Authors: Mäkitie O, Heikkinen R, Toiviainen-Salo S, Henriksson M, Puukko-Viertomies LR, Jahnukainen K

Abstract
OBJECTIVE: Long-term health sequelae of childhood-onset acute lymphoblastic leukemia (ALL) remain largely unknown. Low bone mineral content (BMC) and bone mineral density (BMD) are recognized complications, but it is unknown whether these persist until adulthood. We evaluated skeletal characteristics and their association with ALL therapy in long-term male ALL survivors.
DESIGN: This cross-sectional cohort study included 49 long-term male ALL survivors and 55 age-matched healthy males.
METHODS: BMD and compression fractures were assessed by dual-energy X-ray absorptiometry; blood biochemistry was obtained for parameters of calcium homeostasis.

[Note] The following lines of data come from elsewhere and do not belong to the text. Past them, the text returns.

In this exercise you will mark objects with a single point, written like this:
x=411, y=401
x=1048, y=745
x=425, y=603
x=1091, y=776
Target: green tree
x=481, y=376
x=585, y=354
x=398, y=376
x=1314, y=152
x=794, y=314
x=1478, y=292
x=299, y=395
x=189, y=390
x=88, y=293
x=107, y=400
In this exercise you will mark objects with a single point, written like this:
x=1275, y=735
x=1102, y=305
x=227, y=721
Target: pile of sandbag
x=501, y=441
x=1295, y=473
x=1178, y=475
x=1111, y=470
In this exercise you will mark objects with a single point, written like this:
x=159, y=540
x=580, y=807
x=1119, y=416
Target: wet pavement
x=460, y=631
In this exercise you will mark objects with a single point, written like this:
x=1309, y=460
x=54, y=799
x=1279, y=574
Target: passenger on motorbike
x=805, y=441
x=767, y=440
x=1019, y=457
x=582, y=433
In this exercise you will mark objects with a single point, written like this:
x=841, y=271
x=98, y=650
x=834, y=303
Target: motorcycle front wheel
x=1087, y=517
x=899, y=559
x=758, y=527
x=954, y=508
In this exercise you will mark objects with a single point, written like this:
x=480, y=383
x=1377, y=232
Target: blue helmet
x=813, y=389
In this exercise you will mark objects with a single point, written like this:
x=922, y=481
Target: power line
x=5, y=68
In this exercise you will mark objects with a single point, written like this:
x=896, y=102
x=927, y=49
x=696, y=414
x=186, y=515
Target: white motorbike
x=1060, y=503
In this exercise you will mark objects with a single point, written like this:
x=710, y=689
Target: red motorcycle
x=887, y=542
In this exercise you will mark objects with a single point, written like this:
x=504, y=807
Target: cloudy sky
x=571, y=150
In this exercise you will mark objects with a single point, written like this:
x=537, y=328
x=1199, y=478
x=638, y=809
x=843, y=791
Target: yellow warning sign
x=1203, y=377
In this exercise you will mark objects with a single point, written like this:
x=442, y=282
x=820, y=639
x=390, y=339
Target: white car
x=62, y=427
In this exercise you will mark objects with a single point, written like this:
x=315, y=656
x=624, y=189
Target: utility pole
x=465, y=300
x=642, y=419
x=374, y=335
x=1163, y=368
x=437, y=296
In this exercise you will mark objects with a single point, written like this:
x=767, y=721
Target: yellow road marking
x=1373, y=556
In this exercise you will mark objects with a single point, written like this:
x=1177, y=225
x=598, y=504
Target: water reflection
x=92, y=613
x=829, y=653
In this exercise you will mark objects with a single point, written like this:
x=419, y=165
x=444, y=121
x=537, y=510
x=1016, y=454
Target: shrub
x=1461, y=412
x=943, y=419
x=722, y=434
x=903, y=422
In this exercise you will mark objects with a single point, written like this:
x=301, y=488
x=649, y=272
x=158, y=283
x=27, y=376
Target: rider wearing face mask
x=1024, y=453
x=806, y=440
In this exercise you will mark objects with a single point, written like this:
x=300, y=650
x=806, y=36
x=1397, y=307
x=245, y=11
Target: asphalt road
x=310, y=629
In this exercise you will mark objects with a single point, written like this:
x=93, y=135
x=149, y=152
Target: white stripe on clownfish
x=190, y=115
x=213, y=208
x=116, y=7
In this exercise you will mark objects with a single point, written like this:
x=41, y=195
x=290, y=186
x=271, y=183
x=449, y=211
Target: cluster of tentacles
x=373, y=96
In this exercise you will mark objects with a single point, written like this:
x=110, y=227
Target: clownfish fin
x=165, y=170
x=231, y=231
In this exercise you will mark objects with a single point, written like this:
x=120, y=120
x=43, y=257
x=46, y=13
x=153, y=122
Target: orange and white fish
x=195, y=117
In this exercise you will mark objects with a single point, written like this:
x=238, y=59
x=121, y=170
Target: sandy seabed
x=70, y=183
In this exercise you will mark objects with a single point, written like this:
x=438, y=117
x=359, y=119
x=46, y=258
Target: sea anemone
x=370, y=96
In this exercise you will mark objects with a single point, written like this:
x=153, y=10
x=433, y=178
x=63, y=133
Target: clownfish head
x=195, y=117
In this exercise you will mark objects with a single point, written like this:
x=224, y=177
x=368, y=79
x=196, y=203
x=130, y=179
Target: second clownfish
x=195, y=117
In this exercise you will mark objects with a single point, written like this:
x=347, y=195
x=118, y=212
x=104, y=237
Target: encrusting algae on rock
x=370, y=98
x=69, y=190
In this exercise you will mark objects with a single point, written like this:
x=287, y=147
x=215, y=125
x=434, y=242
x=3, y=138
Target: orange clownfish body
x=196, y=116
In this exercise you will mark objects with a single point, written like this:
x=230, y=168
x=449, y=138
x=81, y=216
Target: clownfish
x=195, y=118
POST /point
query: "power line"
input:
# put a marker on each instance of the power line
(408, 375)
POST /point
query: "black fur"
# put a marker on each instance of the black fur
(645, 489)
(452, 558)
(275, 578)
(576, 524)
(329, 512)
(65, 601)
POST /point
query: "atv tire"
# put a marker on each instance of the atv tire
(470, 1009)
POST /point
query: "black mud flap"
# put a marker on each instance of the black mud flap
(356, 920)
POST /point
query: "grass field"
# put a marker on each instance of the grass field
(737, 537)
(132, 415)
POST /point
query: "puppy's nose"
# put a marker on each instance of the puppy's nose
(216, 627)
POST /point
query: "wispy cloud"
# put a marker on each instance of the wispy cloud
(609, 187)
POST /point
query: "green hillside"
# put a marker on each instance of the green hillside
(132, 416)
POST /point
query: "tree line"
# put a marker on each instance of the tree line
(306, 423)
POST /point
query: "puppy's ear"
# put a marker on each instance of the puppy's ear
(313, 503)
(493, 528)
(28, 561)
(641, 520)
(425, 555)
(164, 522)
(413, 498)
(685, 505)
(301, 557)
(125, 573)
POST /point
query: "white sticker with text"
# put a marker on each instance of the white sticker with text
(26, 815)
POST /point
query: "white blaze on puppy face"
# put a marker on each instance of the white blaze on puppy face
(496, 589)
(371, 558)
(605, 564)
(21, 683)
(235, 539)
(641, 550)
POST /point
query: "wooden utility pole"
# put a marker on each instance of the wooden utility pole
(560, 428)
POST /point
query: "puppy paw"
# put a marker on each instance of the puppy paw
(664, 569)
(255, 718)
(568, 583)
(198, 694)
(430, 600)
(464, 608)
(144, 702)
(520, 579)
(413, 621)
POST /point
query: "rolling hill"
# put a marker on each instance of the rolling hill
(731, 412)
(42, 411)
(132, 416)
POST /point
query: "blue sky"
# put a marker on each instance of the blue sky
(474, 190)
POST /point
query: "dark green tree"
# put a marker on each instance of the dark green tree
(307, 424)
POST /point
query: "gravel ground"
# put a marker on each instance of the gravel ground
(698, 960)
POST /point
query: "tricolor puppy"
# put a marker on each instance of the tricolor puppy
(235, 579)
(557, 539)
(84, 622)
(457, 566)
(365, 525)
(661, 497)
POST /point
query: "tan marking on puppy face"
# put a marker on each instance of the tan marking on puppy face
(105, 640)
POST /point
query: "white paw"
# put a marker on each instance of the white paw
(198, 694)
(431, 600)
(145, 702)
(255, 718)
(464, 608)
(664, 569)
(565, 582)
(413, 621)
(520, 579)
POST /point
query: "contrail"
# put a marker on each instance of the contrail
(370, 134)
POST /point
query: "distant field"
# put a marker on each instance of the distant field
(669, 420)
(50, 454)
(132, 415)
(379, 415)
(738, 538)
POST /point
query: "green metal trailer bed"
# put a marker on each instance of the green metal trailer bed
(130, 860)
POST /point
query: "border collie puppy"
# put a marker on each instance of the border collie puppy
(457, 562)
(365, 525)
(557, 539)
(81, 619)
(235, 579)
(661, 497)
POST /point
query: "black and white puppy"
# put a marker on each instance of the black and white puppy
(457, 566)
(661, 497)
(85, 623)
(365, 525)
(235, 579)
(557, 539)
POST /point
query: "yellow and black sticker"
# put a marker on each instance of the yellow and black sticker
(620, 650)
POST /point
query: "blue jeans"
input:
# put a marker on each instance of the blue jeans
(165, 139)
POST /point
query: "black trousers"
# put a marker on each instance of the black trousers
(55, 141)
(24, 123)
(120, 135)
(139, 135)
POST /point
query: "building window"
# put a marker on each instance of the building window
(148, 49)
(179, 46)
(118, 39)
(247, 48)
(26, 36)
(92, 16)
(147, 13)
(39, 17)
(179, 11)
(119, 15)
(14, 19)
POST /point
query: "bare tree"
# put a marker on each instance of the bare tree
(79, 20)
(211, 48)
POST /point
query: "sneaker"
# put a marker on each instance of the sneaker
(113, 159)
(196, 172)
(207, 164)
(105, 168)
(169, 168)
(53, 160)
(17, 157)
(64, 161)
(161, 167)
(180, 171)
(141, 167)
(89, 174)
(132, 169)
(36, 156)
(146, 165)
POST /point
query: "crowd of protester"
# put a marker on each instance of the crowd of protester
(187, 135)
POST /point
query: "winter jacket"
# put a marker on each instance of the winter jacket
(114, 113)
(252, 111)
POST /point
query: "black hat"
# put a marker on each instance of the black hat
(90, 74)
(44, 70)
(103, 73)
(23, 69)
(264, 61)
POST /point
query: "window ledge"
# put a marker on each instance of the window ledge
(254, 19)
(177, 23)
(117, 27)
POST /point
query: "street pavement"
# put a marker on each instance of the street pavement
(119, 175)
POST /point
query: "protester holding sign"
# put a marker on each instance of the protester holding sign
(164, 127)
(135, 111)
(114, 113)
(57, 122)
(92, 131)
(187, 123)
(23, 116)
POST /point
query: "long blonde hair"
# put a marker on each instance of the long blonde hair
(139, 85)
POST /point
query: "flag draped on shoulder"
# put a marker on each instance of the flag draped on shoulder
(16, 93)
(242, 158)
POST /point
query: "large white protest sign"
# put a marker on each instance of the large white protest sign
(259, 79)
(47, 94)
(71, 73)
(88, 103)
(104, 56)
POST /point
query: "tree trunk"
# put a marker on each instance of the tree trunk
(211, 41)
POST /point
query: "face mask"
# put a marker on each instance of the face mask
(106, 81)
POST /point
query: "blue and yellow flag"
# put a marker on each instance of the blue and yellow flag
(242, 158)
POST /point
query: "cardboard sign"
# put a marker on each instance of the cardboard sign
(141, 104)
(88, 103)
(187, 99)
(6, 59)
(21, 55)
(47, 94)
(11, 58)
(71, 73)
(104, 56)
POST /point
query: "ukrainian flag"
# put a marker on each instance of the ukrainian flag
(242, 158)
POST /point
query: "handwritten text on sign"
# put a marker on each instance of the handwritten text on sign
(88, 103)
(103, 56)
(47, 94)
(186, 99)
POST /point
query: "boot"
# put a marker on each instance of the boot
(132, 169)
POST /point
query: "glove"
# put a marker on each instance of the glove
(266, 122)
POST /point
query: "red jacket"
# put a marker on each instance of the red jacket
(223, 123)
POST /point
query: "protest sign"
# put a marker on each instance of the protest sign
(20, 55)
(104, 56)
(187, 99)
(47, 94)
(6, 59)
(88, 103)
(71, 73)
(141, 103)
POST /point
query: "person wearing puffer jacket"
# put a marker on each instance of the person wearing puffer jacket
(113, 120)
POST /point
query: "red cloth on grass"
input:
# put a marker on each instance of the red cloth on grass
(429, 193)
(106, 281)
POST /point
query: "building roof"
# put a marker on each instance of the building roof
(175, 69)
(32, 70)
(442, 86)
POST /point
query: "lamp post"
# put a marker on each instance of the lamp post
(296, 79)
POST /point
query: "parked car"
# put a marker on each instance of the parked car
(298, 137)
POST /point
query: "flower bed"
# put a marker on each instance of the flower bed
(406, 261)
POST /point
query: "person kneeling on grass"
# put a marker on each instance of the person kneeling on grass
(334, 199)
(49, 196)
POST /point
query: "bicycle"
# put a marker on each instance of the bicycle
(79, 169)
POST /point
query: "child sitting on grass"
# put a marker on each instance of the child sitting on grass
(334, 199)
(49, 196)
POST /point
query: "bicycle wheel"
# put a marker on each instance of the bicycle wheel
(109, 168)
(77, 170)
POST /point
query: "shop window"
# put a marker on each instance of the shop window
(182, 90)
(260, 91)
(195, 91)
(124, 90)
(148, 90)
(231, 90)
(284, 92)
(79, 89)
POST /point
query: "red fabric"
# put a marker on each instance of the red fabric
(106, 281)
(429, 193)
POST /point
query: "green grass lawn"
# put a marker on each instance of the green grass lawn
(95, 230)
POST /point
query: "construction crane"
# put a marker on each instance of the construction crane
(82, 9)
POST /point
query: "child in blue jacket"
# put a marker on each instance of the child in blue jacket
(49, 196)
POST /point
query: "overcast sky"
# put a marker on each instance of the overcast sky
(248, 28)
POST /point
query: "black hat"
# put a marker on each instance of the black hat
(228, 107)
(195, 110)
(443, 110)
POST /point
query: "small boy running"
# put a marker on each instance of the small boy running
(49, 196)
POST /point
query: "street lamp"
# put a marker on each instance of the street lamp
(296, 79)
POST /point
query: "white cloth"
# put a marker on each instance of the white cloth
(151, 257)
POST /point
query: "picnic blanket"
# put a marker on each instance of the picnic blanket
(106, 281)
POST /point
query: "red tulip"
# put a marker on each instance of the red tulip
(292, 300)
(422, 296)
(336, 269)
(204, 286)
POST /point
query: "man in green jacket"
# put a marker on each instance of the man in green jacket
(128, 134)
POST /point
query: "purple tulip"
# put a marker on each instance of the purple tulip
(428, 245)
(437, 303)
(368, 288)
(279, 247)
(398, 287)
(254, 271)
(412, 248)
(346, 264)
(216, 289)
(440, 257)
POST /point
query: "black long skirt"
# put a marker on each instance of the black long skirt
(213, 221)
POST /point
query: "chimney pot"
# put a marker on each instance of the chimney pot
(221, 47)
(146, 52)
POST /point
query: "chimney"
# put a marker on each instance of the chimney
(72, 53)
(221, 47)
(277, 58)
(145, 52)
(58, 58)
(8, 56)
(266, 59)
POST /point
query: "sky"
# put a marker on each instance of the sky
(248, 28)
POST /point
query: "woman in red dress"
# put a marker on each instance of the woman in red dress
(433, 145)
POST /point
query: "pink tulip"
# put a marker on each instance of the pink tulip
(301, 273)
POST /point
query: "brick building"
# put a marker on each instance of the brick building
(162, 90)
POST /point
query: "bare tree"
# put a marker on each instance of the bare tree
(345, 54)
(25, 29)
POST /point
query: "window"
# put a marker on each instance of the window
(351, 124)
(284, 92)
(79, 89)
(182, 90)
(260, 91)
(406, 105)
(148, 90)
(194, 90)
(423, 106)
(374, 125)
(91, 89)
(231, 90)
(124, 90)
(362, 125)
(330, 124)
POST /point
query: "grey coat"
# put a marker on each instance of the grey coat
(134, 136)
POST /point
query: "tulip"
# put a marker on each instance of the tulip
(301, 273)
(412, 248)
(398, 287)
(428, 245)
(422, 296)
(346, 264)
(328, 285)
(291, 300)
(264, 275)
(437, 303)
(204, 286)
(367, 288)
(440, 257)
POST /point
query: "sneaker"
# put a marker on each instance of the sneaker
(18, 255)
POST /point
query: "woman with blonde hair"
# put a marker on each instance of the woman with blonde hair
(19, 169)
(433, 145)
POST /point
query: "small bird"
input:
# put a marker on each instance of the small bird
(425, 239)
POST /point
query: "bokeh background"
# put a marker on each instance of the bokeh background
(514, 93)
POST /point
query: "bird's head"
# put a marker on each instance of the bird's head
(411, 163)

RESULTS: The ALL survivors (median age 29 years, range 25-38 years), assessed 10-38 years after ALL diagnosis, had lower lumbar spine (P<0.001), femoral neck (P<0.001), and whole-body (P=0.017) BMD than expected based on normative values. When compared with the controls (median age 30 years, range 24-36 years), the ALL survivors had lower lumbar spine BMC (P=0.014), lower whole-body BMC (P<0.001), and lower whole-body BMD (P<0.001), but the differences were partly explained by differences in height. Altogether, 20% of the ALL survivors had spinal compression fractures, but these were equally prevalent in the controls. Males diagnosed with ALL before age 5 years had significantly lower BMD values. Other recognized risk factors included untreated hypogonadism, vitamin D deficiency, hypophosphatemia, low IGF-binding protein-3, and low physical activity.
CONCLUSIONS: At young adulthood, long-term male ALL survivors have significantly reduced BMC and BMD and a high prevalence of spinal compression fractures. Careful follow-up and active treatment of the recognized risk factors are warranted.